Enumerating and indexing SMB shares at scale

In order to improve and harden our group’s critical telco-infrastructure, Deutsche Telekom Security GmbH provides a red team to simulate real world attack scenarios. While our red team also offers its capabilities for external customers, our main focus is improving our internal security by simulating state of the art attacks.

Some weeks ago we had a deeper look at Deutsche Telekom AG’s internal network, looking at a not-really-sophisticated attack vector: SMB shares. Over time, our network of fileservers has grown more and more to a huge list of shares, folders and files.

Querying LDAP and walking through each share and folder recursively

Some years ago we manually looked at promising targets and already found some interesting server backups. This time however, we decided to take a slightly more automated approach, using our own crawler to recursively index every folder and file we could find. To do this, we queried our internal LDAP server to get a list of all (SMB) servers, then concurrently indexed all files from it. The results were written to a sqlite database to ease querying and filtering.

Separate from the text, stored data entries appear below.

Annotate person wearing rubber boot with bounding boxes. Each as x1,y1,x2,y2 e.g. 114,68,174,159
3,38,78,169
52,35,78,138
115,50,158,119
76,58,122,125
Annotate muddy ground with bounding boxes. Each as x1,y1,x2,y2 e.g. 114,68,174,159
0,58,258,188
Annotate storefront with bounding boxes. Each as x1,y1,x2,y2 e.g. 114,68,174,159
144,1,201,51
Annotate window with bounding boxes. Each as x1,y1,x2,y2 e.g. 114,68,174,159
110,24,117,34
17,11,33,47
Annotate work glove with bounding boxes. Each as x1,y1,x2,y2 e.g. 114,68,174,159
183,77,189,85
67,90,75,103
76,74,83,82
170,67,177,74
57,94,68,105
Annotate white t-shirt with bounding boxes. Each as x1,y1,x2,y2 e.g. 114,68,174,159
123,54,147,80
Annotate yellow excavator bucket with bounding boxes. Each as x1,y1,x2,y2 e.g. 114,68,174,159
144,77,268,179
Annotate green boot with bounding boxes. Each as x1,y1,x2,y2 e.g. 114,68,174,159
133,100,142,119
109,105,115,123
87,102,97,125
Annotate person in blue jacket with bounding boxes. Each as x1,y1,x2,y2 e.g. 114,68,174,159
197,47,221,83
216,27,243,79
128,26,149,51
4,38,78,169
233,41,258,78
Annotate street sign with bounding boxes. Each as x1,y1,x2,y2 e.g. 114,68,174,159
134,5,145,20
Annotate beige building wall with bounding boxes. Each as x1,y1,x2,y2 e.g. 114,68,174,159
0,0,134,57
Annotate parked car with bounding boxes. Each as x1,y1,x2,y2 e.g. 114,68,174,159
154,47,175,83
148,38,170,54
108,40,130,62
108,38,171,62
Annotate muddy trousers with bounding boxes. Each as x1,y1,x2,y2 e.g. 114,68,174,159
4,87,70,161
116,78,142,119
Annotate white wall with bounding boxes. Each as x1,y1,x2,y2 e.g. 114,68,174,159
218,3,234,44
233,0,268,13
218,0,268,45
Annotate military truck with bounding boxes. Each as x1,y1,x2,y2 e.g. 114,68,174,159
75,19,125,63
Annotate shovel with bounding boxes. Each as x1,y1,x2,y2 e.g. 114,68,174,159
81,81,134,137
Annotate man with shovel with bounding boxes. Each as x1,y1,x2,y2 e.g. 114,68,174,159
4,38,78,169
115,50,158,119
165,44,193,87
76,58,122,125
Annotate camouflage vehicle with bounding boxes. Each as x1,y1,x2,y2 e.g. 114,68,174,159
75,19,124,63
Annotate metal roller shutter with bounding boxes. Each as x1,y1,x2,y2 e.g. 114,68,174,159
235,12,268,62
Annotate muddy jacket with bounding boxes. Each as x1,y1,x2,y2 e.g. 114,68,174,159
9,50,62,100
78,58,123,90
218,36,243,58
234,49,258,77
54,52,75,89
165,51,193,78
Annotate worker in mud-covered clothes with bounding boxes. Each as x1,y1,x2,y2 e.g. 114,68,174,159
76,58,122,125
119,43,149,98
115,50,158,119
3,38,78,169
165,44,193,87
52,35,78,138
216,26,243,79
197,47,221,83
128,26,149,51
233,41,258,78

The tool we wrote for this task is called smbwatch, which we just published on github. smbwatch was written from scratch with concurrency in mind, allowing to crawl multiple servers recursively at once. This was the only viable option for us, having a huge network of shares and deep folder structures. Some additional features which swmbwatch offers are:

  • Query list of all servers from LDAP with -ldap*
  • or enumerate a single share with -server
  • Concurrency for fast retrieval, max. one connection per server
  • Scans can be resumed (indexed shares are skipped)
  • All shares, folders and files are persisted to a sqlite db
  • Exclude specific shares by name
  • Metrics and logs are shown in a TUI during scan

smbwatch is written in Go and compiled to a single binary, which also comes in handy during other red team assessments to be run in a target network. Just keep in mind that this will generate a lot of traffic.

Locating gems hidden deep in our fileservers

Playing with the final sqlite database revealed shocking data, distributed all over our network. We found complete server backups, (private) keys, configuration files, databases, emails, sourcecode, password lists (?!), and a lof of other interesting stuff. Simple SQL queries for size, extensions or keywords in the filename already resulted in a huge amount of files to look at. More data than we could even look into with the limited resources we had.

Adjusting our internal security process to prevent further leaks

So what did we learn from this? Our blue team did a thorough investigation of all shares and findings. A contact person for each of them was reached to clean up sensitive data and making the share only (internally) accessible if it is really needed (need-to-know). Additionally, an automated process was established, with the objective to close shares remotely. This may result in problems, but at least the responsible team will notice that there is a problem (the hard way).

We will still have a look at our shares from time to time with smbwatch and closely monitor if the procedual changes will have a lasting effect and harden our internal network.